Der christliche Glaube war für andere schon immer ein Ärgernis, und er ist es bis heute. In den westlichen Ländern, die vor langer Zeit das Geschenk des Glaubens empfangen haben, wird der Glaube immer geringer. Leider wird auch die Haltung gegenüber dem Christentum immer feindseliger. Zuerst herrscht Gleichgültigkeit gegenüber den christlichen Werten, dann Ablehnung und schließlich kann sogar Feindschaft die Folge sein.
An diesem Punkt muß man sogar mit Verfolgungen rechnen, die vom Hass motiviert sind. Dies geschieht unweigerlich, wenn sich die Verfolger selbst von Gott abgewandt haben, wie es im Text heißt: “Sie kennen die Geheimnisse Gottes nicht, noch erwarten sie Lohn für Tugend, noch schätzen sie den Preis eines untadeligen Lebens.”
Der zunehmenden Abkehr von Gott in der Welt müssen die Gläubigen mit einer Beziehung tiefer Nähe zu Gott begegnen. Wir sollen sogar die Feinde lieben, wie der Herr uns gelehrt hat. Das ist der Maßstab, der uns leiten soll. Wenn wir auf das Leben des Herrn schauen, sehen wir, daß er selbst alles in die Tat umgesetzt hat, was er uns gelehrt hat. In die Dunkelheit dieser Welt sendet Gott als Gnadenangebot seinen eigenen Sohn. Feindseligkeit und Bosheit begegnet der Herr mit Selbstaufopferung und Vergebung.

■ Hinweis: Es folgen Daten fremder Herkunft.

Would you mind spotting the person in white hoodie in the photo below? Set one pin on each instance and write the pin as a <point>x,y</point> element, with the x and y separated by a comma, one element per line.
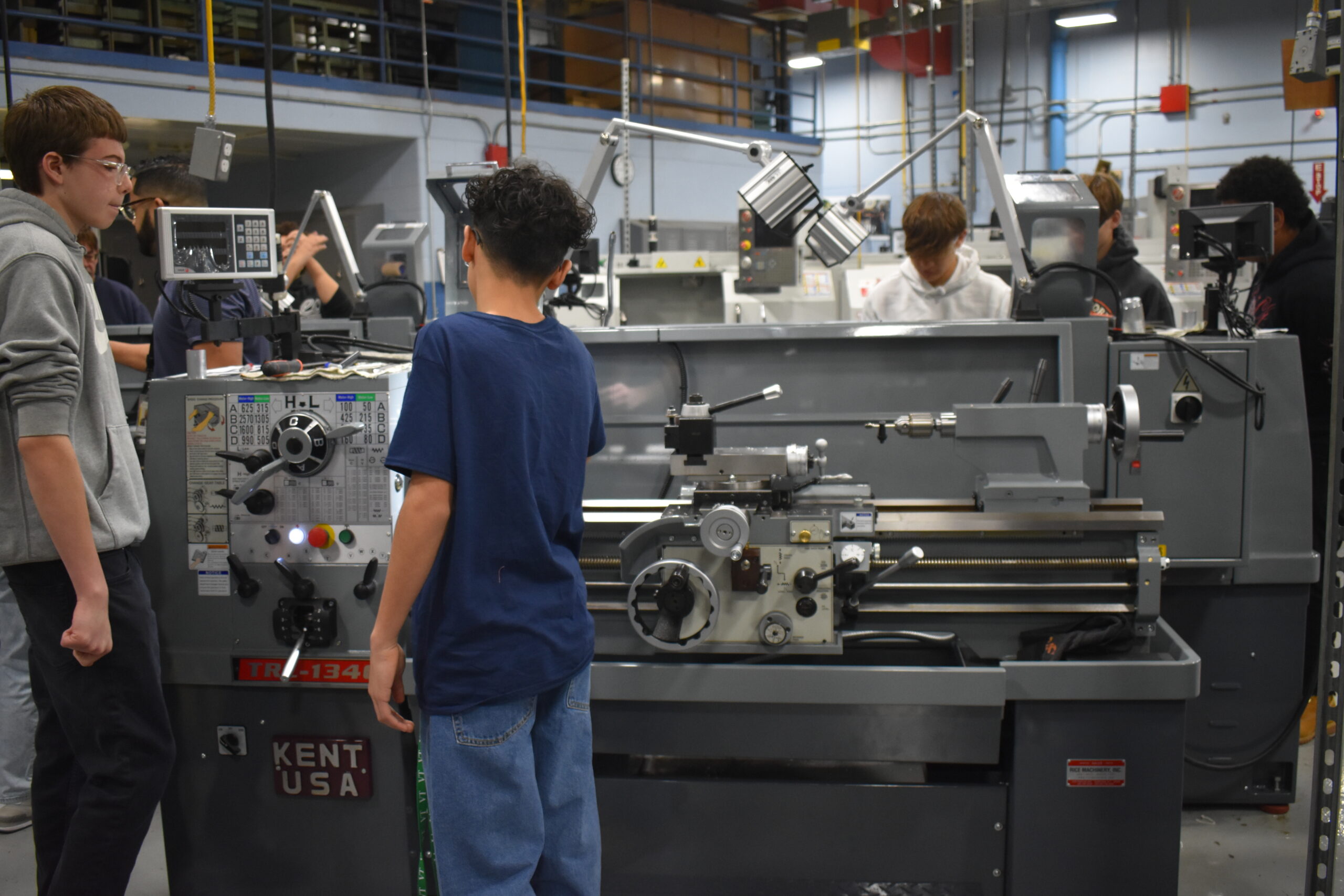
<point>941,277</point>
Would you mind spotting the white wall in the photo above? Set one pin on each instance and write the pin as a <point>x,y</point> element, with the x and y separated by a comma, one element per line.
<point>691,182</point>
<point>1233,45</point>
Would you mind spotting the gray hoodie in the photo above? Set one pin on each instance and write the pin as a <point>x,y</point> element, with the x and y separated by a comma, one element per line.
<point>57,378</point>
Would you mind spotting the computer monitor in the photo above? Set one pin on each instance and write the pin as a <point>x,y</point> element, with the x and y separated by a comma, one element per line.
<point>1246,230</point>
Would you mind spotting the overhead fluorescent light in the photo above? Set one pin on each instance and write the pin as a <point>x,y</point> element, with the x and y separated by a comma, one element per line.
<point>1084,18</point>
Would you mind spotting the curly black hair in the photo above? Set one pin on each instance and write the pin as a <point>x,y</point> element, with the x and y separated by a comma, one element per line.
<point>527,219</point>
<point>1268,179</point>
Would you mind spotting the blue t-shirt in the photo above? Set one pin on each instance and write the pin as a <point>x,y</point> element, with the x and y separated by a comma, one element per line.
<point>119,304</point>
<point>507,413</point>
<point>175,333</point>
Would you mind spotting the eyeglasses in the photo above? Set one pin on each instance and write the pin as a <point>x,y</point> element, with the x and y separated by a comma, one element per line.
<point>128,208</point>
<point>124,171</point>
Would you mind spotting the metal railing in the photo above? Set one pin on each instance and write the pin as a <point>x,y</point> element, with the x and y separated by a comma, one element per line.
<point>764,99</point>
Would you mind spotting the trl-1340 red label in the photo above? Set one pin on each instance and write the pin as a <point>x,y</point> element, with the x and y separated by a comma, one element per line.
<point>1096,773</point>
<point>334,672</point>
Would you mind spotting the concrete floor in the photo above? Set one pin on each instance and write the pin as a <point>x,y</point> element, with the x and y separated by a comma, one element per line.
<point>1225,852</point>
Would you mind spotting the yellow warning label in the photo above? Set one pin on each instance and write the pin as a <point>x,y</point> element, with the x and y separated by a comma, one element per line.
<point>1186,383</point>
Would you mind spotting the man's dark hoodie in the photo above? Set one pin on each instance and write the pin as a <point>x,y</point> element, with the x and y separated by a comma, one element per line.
<point>1296,292</point>
<point>1135,280</point>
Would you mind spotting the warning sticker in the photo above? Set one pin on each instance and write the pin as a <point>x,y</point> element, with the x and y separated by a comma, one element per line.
<point>1186,383</point>
<point>210,563</point>
<point>1146,362</point>
<point>1096,773</point>
<point>207,512</point>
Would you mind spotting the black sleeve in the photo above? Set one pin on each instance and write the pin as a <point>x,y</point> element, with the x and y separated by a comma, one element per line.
<point>1307,301</point>
<point>1158,304</point>
<point>338,305</point>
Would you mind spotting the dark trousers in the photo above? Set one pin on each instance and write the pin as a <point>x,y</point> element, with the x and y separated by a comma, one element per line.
<point>104,745</point>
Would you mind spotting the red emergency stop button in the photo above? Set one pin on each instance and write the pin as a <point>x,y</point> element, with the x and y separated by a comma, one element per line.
<point>320,536</point>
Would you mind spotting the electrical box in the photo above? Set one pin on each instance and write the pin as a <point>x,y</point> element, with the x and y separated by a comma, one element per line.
<point>212,154</point>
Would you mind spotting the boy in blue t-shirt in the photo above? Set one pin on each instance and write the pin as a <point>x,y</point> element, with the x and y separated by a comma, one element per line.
<point>499,419</point>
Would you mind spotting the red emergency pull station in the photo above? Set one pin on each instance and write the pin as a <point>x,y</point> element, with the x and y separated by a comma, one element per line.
<point>1174,100</point>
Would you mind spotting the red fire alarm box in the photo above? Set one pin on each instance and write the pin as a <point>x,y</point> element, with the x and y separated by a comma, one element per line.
<point>1175,100</point>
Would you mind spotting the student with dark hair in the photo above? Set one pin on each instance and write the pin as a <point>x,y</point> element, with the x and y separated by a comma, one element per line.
<point>1119,257</point>
<point>941,277</point>
<point>76,503</point>
<point>500,416</point>
<point>119,304</point>
<point>320,294</point>
<point>1296,291</point>
<point>169,182</point>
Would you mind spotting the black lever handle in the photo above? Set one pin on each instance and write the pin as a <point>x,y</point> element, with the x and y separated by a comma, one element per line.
<point>368,587</point>
<point>844,566</point>
<point>1038,381</point>
<point>805,581</point>
<point>248,586</point>
<point>253,462</point>
<point>303,587</point>
<point>768,394</point>
<point>764,578</point>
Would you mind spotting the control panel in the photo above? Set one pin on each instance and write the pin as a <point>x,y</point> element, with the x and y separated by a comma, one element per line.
<point>288,476</point>
<point>766,258</point>
<point>217,244</point>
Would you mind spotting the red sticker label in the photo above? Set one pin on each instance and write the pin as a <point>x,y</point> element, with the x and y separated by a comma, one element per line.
<point>1096,773</point>
<point>346,672</point>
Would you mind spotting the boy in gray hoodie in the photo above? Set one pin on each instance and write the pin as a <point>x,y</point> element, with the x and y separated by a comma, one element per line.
<point>75,501</point>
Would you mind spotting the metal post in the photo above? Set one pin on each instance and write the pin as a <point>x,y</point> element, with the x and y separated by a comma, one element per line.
<point>1133,136</point>
<point>1058,93</point>
<point>1330,747</point>
<point>625,157</point>
<point>4,39</point>
<point>967,176</point>
<point>508,83</point>
<point>382,38</point>
<point>933,99</point>
<point>648,7</point>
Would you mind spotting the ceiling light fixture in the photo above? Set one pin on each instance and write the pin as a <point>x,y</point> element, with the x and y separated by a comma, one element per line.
<point>1081,18</point>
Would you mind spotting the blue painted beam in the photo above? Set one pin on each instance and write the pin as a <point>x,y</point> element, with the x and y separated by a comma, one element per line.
<point>1058,94</point>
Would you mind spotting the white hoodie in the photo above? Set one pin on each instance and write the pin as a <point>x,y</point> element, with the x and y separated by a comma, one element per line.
<point>968,294</point>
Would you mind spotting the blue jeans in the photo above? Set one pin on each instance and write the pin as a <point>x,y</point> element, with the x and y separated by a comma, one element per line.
<point>511,796</point>
<point>18,712</point>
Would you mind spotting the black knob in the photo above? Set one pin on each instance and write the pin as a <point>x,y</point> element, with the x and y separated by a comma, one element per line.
<point>1189,409</point>
<point>805,581</point>
<point>260,503</point>
<point>303,587</point>
<point>676,598</point>
<point>366,589</point>
<point>252,462</point>
<point>248,586</point>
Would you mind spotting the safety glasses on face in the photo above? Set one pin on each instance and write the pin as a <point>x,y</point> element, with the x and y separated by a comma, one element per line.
<point>128,208</point>
<point>124,171</point>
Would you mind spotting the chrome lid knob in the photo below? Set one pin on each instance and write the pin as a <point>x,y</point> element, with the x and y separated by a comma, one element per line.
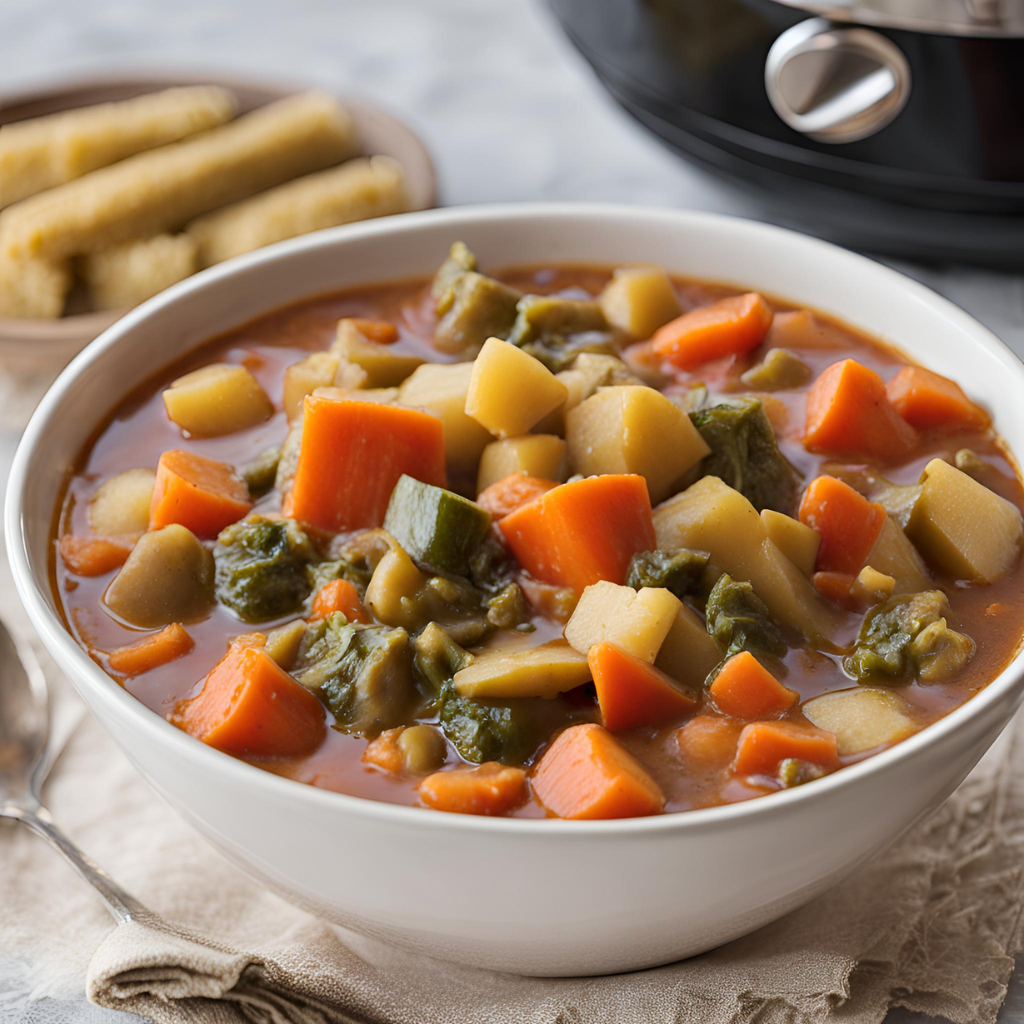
<point>836,84</point>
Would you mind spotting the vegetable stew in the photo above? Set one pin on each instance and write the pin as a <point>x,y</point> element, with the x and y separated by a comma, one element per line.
<point>559,541</point>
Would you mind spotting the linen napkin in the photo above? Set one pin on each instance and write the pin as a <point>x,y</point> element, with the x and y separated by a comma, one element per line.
<point>932,925</point>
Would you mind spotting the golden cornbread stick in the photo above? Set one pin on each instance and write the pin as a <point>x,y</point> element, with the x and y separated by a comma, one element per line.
<point>164,188</point>
<point>125,274</point>
<point>45,152</point>
<point>34,289</point>
<point>356,190</point>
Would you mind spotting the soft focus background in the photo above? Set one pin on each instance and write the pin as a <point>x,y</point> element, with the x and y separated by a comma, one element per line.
<point>510,112</point>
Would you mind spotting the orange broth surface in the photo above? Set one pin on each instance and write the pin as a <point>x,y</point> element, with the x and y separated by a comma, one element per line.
<point>138,431</point>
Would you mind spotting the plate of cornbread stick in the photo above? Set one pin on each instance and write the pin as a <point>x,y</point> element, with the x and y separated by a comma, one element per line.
<point>113,190</point>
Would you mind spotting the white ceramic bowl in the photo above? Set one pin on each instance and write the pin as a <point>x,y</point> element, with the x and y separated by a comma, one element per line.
<point>535,897</point>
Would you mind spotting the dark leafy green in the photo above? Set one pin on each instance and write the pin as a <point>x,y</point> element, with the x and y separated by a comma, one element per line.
<point>793,772</point>
<point>488,730</point>
<point>679,570</point>
<point>437,657</point>
<point>740,621</point>
<point>476,307</point>
<point>908,636</point>
<point>260,570</point>
<point>460,262</point>
<point>364,674</point>
<point>744,455</point>
<point>555,330</point>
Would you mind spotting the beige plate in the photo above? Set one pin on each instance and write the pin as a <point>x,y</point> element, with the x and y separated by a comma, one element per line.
<point>38,349</point>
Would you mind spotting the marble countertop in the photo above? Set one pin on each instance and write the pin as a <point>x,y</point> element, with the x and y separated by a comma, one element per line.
<point>509,110</point>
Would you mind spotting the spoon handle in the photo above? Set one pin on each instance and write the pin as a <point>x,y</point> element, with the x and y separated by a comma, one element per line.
<point>123,906</point>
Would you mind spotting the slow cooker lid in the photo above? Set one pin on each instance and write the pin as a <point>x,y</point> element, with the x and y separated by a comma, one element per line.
<point>949,17</point>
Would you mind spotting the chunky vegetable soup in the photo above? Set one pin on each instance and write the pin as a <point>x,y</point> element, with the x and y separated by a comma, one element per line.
<point>557,542</point>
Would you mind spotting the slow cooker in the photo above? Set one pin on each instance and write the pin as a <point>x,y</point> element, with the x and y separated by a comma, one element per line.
<point>890,125</point>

Als schwache Menschen haben wir immer das Werkzeug des Gebets, um für die einzutreten, die nicht auf Gott hören wollen. Gott bietet uns an, daß sich unser Herz durch seine Gnade zu einem liebenden Herzen verwandelt.
Aber der Mensch ist es, der entscheidet, ob er die Gnade annimmt, sich von seiner Bosheit abzuwenden oder nicht.